Joe Miller of Alaska won the GOP Senate nomination with help from an outside group's spending.
Joe Miller of Alaska won the GOP Senate nomination with help from an outside group's spending. (Michael Dinneen)
By Dan Eggen
Washington Post Staff Writer
Thursday, September 2, 2010

After years of wrangling, the Federal Election Commission has issued new rules aimed at clearing up the question: When is it illegal for an interest group to coordinate with a political candidate?

But it's not clear if anyone likes the FEC's answer.

By a vote of 5 to 1, the commission decided last week that any ads or other messages that contain the "functional equivalent of express advocacy" for or against a congressional candidate should be considered subject to FEC campaign finance restrictions.

Some campaign finance reformers, however, say the rules don't go far enough and leave loopholes allowing broad coordination between candidates and outside groups that support them. The rules also appear to do little to clarify what kinds of cases might run afoul of the limits, almost ensuring further litigation.

The issue is important because deciding whether an interest group is acting in coordination with a party or a candidate is crucial in determining whether it must abide by contribution limits and other oversight from the FEC.

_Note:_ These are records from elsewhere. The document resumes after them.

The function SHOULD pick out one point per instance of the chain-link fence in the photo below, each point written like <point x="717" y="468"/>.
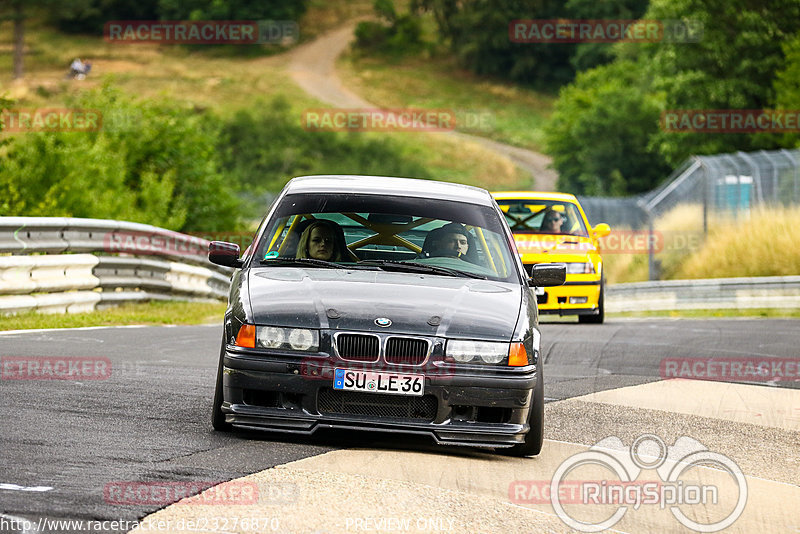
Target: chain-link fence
<point x="703" y="188"/>
<point x="725" y="183"/>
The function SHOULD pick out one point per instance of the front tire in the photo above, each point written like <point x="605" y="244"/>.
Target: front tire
<point x="535" y="436"/>
<point x="601" y="308"/>
<point x="217" y="417"/>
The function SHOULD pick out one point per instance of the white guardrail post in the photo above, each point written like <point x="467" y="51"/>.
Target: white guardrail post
<point x="60" y="264"/>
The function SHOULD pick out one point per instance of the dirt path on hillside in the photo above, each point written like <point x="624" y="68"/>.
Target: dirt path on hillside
<point x="313" y="67"/>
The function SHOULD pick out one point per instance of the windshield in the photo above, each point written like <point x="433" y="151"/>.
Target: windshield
<point x="417" y="235"/>
<point x="533" y="216"/>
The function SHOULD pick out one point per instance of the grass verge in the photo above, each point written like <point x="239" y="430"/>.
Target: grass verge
<point x="200" y="80"/>
<point x="149" y="313"/>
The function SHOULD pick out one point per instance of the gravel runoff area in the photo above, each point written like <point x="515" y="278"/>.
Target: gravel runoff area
<point x="456" y="490"/>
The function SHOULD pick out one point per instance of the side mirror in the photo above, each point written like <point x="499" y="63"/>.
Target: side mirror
<point x="225" y="254"/>
<point x="601" y="230"/>
<point x="548" y="275"/>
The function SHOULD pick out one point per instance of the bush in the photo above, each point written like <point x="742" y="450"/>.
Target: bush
<point x="149" y="163"/>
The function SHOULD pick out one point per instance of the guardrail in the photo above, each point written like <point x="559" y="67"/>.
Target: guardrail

The issue is even more relevant in the wake of January's Supreme Court ruling in Citizens United v. FEC, which found that corporations can spend unlimited amounts of money in an election - as long as they are not coordinating with a candidate.

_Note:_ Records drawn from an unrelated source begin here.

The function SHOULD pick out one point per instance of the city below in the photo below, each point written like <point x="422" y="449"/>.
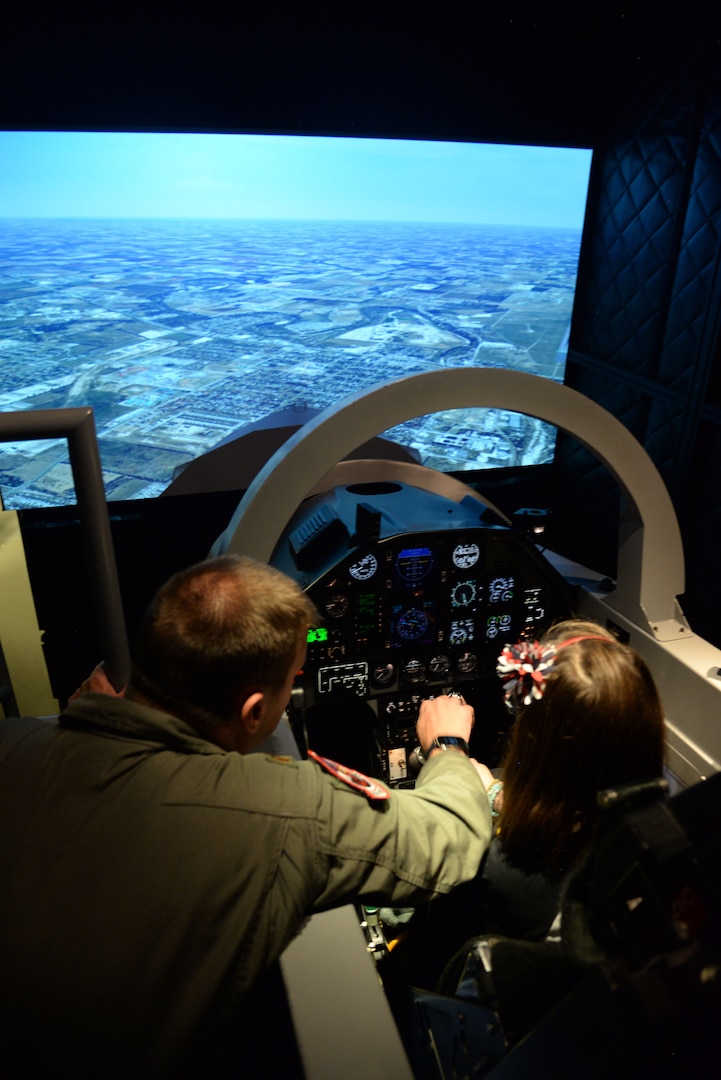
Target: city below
<point x="181" y="334"/>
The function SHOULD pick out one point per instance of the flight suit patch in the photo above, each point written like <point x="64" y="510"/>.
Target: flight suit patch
<point x="354" y="779"/>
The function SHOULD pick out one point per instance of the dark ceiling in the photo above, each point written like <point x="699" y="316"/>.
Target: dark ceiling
<point x="460" y="70"/>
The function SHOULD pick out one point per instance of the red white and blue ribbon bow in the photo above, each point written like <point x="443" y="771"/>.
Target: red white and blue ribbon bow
<point x="522" y="667"/>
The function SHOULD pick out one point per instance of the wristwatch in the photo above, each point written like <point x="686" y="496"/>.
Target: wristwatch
<point x="448" y="742"/>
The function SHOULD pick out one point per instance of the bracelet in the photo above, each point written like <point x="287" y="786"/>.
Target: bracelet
<point x="492" y="794"/>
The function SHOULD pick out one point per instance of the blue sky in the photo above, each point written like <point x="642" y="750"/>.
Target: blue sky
<point x="81" y="174"/>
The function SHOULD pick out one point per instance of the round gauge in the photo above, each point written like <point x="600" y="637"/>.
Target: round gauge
<point x="466" y="555"/>
<point x="413" y="671"/>
<point x="501" y="590"/>
<point x="439" y="665"/>
<point x="461" y="631"/>
<point x="467" y="662"/>
<point x="383" y="674"/>
<point x="412" y="624"/>
<point x="364" y="568"/>
<point x="337" y="606"/>
<point x="412" y="564"/>
<point x="463" y="593"/>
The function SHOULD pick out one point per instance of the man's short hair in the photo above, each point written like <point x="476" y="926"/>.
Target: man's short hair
<point x="215" y="630"/>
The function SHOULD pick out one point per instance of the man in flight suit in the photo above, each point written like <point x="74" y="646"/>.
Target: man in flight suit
<point x="152" y="868"/>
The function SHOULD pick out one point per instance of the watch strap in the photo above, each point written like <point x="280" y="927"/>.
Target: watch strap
<point x="449" y="742"/>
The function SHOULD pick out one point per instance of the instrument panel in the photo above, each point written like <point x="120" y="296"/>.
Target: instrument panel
<point x="413" y="615"/>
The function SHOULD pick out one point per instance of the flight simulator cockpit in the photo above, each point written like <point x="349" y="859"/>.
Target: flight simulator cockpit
<point x="420" y="581"/>
<point x="418" y="593"/>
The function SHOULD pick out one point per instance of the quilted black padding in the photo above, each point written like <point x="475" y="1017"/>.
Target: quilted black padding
<point x="644" y="340"/>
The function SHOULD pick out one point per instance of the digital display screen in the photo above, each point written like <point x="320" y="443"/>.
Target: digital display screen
<point x="189" y="286"/>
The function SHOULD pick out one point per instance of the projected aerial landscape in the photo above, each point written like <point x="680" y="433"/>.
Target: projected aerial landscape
<point x="181" y="332"/>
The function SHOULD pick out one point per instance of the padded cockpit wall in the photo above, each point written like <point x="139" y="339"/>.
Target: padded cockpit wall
<point x="644" y="341"/>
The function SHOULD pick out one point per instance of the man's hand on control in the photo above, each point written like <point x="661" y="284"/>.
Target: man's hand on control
<point x="443" y="716"/>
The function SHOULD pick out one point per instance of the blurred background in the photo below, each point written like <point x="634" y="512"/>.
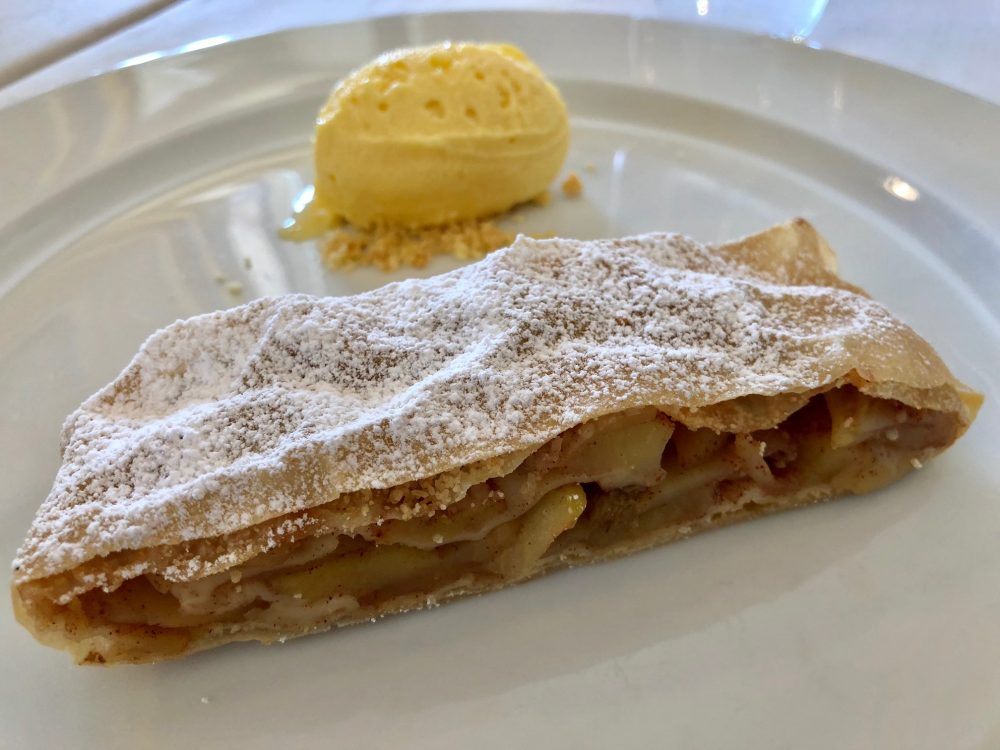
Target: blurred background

Consider one high-profile example in the news this week: Joe Miller, the political novice who beat Sen. Lisa Murkowski in Alaska's GOP primary, benefited from about $600,000 in independent expenditures by the California-based Tea Party Express. To spend that much, the group could not coordinate directly with Miller's campaign.

The FEC's new rules do not take effect until December, so they will have no immediate impact on the 2010 election cycle. Outside political groups are expected to play a central role in the November midterms and are already spending millions each week.

The debate over coordination stems from the 2002 McCain-Feingold campaign finance law, which repealed the FEC's rules at the time and ordered the commission to write new ones.

The agency's attempts to define coordination have repeatedly been overturned by the courts; the rules issued last week were its latest attempt to get the regulations right.

The final vote amounted to a compromise after the six-member commission deadlocked along partisan lines, as it has frequently in recent years. One Democrat, Steven T. Walther, issued a separate opinion in dissent.

Brett Kappel, a campaign finance lawyer at Arent Fox, notes that coordination cases are notoriously difficult to decide and that the FEC has prosecuted few over the years. He also said many candidates of both parties allege unlawful coordination as a way to harass their opponents and grab a few headlines before an election.